4 Way Street – Crosby, Stills, Nash & Young (2 LP, Atlantic SD 2-902, 1971)($7.00) Wow! The cover is kind of worn, but the seams are all in tact. Includes original LP sleeves with other Atlantic titles. The vinyl is pristine! The label is a very vivid red and green. Fantastic live album. A must for any collection, really.

(first self-titled, aka “Car”) – Peter Gabriel (LP, Atco SD 36-147, 1977)($3.00) Another cool release. I don’t have any proper Gabriel releases (I have a 2 LP bootleg). This is the first solo album post- Genesis for Peter, and includes the smash hit “Solsbury Hill” as well as “Waiting for the Flood.” Produced by Bob Ezrin. Cover art designed by Hipgnosis who does most of the Pink Floyd cover art. Super clean vinyl, edge wear on cover and seam split on inner sleeve.

VI/ZOSO – Led Zeppelin (LP, Atlantic SD 7208, 1971)($5.00) Wow!! Hit the goldmine on this one. Very nice shape sleeve. The vinyl is immaculate. Has “Porky” / “Pecko Duck” scratched into the deadwax. According to this thread, generally accepted to be a superior pressing and probably first pressing. Gatefold in good shape and no seam splits. Inside record sleeve is in tact, too. Second Led Zeppelin release I have on vinyl. I have a Columbia House pressing of Physical Graffiti, too.

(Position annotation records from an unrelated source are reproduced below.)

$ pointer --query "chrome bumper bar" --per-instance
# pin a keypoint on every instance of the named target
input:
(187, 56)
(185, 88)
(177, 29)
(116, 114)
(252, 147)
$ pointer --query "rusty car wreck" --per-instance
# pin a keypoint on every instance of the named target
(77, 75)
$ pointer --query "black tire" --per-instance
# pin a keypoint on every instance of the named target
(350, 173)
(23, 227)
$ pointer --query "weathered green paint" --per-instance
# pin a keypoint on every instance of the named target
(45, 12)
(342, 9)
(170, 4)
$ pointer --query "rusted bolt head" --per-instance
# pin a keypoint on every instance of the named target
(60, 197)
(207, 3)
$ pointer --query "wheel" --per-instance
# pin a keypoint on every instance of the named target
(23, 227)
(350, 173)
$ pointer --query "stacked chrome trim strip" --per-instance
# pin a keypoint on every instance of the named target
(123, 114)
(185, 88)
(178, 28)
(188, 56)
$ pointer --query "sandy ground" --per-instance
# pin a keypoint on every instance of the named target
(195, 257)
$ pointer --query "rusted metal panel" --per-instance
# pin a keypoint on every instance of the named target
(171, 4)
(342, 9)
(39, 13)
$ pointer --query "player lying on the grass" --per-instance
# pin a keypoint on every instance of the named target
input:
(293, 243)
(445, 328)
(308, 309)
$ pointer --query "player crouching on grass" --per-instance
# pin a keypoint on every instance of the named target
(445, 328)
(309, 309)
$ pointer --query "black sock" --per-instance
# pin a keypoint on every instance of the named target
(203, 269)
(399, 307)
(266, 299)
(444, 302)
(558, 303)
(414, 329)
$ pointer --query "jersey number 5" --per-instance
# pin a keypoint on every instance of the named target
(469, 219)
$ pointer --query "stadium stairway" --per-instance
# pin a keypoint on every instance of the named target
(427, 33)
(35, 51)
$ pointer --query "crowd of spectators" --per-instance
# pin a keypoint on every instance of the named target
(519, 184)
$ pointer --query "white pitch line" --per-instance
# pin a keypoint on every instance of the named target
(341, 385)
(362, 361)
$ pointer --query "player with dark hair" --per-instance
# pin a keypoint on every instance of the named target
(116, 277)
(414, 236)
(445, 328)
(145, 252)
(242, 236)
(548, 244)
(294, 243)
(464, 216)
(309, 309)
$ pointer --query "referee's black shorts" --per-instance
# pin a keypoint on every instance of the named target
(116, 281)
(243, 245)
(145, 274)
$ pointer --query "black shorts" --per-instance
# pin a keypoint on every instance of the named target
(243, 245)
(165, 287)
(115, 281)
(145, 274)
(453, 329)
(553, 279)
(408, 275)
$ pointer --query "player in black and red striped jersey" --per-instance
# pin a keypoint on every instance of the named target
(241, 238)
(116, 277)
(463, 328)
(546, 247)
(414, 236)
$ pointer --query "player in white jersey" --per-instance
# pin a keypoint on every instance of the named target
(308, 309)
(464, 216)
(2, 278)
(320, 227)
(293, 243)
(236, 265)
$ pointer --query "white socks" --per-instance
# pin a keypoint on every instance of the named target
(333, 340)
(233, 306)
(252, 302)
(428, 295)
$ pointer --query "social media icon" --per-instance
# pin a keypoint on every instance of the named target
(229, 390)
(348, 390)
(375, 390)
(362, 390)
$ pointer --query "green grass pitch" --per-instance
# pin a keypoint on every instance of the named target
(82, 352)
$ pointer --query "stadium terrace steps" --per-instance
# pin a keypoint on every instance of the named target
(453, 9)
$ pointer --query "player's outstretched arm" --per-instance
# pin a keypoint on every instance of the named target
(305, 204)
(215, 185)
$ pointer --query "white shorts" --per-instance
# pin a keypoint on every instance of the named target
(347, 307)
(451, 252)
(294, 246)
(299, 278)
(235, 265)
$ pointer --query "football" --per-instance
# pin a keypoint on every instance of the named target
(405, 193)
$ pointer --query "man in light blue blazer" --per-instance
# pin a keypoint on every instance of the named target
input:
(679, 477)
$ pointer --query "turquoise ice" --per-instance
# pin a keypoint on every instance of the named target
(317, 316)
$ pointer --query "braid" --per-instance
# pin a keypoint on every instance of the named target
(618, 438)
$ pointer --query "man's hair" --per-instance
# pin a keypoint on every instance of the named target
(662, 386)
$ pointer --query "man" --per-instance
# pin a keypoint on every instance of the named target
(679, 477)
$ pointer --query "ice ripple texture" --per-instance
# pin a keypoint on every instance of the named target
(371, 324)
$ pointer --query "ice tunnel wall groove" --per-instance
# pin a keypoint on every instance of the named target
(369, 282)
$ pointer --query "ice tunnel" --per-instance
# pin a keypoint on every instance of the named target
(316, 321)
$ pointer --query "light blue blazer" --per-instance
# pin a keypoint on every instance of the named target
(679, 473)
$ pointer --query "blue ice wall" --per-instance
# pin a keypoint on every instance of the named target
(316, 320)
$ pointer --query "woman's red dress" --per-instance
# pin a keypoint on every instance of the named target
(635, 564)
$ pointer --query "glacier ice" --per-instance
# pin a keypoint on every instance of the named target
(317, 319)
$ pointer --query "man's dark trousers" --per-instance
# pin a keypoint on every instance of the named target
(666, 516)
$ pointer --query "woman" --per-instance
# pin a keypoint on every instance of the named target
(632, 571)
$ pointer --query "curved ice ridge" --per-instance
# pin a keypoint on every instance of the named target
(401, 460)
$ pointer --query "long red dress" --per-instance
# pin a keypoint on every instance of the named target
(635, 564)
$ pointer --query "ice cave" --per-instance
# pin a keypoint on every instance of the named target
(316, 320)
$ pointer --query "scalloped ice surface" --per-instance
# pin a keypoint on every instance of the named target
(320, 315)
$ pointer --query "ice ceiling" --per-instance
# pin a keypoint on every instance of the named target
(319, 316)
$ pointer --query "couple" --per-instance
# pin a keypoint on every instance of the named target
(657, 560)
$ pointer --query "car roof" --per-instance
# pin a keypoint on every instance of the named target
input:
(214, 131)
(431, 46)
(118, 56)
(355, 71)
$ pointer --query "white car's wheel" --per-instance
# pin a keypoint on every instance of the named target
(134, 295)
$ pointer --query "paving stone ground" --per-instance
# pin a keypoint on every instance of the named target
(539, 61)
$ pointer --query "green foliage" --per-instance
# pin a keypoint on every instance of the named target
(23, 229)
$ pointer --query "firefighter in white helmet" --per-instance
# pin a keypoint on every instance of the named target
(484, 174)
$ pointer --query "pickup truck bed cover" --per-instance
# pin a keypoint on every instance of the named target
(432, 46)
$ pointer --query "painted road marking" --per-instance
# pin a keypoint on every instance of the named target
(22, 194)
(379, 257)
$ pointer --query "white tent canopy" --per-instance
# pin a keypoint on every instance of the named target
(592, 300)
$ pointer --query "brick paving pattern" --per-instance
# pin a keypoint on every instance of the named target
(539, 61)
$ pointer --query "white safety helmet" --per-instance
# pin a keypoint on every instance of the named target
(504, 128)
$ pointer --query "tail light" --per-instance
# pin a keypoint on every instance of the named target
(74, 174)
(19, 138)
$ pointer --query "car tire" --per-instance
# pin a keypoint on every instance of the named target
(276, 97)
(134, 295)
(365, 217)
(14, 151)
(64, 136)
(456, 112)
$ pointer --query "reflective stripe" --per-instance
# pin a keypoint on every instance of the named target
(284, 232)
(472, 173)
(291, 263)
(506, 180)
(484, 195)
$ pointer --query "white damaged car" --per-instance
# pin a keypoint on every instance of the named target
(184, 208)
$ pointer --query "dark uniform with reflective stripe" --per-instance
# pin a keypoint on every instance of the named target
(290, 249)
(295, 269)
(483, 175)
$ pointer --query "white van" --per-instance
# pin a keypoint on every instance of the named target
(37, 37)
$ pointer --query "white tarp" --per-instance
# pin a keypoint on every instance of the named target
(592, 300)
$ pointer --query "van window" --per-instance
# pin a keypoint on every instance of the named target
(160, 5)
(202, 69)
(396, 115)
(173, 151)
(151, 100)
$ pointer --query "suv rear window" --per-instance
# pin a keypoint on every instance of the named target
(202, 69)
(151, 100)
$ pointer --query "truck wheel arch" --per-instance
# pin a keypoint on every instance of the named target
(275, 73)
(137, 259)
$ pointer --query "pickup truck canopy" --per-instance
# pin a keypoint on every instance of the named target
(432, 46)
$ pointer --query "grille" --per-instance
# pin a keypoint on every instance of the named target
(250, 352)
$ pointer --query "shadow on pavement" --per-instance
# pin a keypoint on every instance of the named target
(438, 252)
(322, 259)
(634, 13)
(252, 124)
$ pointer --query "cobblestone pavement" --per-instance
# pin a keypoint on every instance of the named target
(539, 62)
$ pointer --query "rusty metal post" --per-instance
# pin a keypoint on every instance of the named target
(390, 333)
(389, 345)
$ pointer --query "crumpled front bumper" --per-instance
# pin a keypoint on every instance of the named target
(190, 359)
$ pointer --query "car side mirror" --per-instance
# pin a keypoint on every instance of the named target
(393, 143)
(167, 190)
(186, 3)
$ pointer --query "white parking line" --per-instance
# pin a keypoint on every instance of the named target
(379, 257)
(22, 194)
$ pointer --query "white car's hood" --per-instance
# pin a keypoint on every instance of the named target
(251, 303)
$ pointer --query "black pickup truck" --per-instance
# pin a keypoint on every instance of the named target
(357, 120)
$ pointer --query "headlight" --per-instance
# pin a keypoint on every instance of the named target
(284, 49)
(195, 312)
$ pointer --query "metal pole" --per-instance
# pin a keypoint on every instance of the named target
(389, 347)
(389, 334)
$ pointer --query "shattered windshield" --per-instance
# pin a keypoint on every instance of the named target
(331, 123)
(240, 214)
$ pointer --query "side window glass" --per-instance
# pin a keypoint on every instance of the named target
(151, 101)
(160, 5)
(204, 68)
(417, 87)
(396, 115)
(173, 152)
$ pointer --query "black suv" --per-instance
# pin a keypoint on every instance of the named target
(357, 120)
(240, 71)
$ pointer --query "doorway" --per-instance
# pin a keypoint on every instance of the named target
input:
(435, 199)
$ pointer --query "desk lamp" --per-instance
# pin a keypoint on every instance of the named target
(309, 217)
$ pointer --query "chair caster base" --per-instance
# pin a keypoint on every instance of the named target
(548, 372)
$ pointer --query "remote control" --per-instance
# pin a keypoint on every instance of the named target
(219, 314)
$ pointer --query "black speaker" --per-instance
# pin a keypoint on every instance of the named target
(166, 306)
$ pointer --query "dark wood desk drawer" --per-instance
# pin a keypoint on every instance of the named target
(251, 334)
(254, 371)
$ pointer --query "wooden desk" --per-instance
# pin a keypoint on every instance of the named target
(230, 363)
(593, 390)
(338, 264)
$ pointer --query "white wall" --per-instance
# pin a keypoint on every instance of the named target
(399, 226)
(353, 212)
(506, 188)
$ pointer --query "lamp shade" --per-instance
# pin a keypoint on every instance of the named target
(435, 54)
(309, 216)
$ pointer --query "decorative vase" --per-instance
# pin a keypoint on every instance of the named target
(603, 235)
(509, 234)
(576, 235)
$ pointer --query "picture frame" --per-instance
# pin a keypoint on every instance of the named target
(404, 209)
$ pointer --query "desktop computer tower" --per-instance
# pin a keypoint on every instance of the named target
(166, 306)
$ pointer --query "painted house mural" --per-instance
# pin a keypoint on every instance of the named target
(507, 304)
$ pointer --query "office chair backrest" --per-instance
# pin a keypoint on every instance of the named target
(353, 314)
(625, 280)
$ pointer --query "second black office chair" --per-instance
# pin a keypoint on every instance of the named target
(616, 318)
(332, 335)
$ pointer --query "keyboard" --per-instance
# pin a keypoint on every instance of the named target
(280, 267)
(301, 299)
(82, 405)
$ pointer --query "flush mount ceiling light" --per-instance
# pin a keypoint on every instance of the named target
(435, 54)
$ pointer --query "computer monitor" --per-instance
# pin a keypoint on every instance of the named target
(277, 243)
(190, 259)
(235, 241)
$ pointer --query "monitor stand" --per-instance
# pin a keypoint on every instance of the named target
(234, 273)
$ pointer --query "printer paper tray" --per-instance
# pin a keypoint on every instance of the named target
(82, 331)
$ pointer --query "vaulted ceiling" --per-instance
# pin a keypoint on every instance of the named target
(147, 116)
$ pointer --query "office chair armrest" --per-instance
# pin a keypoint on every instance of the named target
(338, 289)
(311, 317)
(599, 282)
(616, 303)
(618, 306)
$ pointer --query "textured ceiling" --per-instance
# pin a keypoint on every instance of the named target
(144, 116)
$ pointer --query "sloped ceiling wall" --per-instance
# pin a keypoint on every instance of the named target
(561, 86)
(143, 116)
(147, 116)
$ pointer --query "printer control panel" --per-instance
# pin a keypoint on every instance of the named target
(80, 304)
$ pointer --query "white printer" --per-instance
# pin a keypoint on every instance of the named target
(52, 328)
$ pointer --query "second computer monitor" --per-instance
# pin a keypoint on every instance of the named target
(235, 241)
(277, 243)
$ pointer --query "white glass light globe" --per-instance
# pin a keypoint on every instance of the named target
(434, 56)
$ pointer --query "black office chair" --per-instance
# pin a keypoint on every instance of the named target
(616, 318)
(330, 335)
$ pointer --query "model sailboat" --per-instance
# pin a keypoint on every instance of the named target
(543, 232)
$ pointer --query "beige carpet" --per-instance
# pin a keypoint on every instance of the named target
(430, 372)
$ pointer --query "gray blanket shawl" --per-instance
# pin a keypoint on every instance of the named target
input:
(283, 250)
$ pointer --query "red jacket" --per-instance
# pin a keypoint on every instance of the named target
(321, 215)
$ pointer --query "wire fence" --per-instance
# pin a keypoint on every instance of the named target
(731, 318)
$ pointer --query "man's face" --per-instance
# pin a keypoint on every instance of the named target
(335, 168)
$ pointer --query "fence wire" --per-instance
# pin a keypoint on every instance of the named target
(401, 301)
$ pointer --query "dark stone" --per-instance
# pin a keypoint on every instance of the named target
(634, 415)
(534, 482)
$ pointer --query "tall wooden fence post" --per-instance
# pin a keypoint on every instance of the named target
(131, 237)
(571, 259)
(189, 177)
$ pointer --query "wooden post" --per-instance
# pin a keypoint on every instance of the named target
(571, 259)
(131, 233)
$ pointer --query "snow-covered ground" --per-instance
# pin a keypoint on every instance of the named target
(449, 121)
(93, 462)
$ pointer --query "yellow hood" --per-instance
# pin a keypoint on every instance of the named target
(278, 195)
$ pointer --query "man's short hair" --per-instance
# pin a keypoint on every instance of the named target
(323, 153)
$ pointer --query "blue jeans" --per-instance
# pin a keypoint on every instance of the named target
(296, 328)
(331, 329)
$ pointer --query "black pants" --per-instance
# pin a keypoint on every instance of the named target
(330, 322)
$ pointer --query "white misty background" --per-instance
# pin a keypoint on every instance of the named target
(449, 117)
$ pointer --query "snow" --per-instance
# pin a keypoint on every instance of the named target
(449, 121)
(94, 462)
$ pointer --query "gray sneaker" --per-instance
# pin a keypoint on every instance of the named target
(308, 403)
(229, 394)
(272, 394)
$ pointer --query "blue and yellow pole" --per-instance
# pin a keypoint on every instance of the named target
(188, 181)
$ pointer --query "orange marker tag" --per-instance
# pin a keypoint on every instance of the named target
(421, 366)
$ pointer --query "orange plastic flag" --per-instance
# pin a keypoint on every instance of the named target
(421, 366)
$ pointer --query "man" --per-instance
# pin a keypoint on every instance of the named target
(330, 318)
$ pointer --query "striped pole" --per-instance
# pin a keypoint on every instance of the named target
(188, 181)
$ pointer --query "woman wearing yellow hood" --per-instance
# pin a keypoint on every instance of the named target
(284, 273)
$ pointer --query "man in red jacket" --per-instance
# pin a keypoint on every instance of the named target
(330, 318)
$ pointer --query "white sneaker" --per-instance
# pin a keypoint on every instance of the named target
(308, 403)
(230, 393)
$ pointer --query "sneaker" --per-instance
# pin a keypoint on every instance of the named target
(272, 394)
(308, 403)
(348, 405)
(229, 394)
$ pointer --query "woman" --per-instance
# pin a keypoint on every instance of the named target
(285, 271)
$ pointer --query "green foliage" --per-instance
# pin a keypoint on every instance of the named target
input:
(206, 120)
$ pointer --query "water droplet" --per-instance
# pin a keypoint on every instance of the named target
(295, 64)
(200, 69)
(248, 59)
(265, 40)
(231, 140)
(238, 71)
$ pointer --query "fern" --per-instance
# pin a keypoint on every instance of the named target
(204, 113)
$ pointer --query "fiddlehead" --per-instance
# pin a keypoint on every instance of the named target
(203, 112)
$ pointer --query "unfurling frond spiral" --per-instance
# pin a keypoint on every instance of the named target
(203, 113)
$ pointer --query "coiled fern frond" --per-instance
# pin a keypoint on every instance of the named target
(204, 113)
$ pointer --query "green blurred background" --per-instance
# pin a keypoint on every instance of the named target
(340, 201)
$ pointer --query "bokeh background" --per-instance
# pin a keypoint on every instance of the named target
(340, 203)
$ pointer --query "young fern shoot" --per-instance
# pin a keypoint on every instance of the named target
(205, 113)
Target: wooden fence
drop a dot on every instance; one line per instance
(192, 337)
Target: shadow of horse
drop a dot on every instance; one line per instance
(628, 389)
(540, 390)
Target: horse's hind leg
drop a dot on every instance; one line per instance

Blood On The Tracks – Bob Dylan (LP, Columbia PC 33235, 1975)($5.00) Here is where I start my Bob Dylan vinyl collection. Brilliant divorce album from Bob– angry and all of that. Apparently recorded the album twice– once in NYC, and then re-recorded half  of the record in Minneapolis at the suggestion of his brother. This LP is not a first-pressing, but is super-minty sleeve, record and inner sleeve. A prize piece for sure.

A nice selection of classic LPs at a really good price considering the price-hiking that Half Price Books has been doing lately. I recommend stopping in at Disc World if you’re in the area.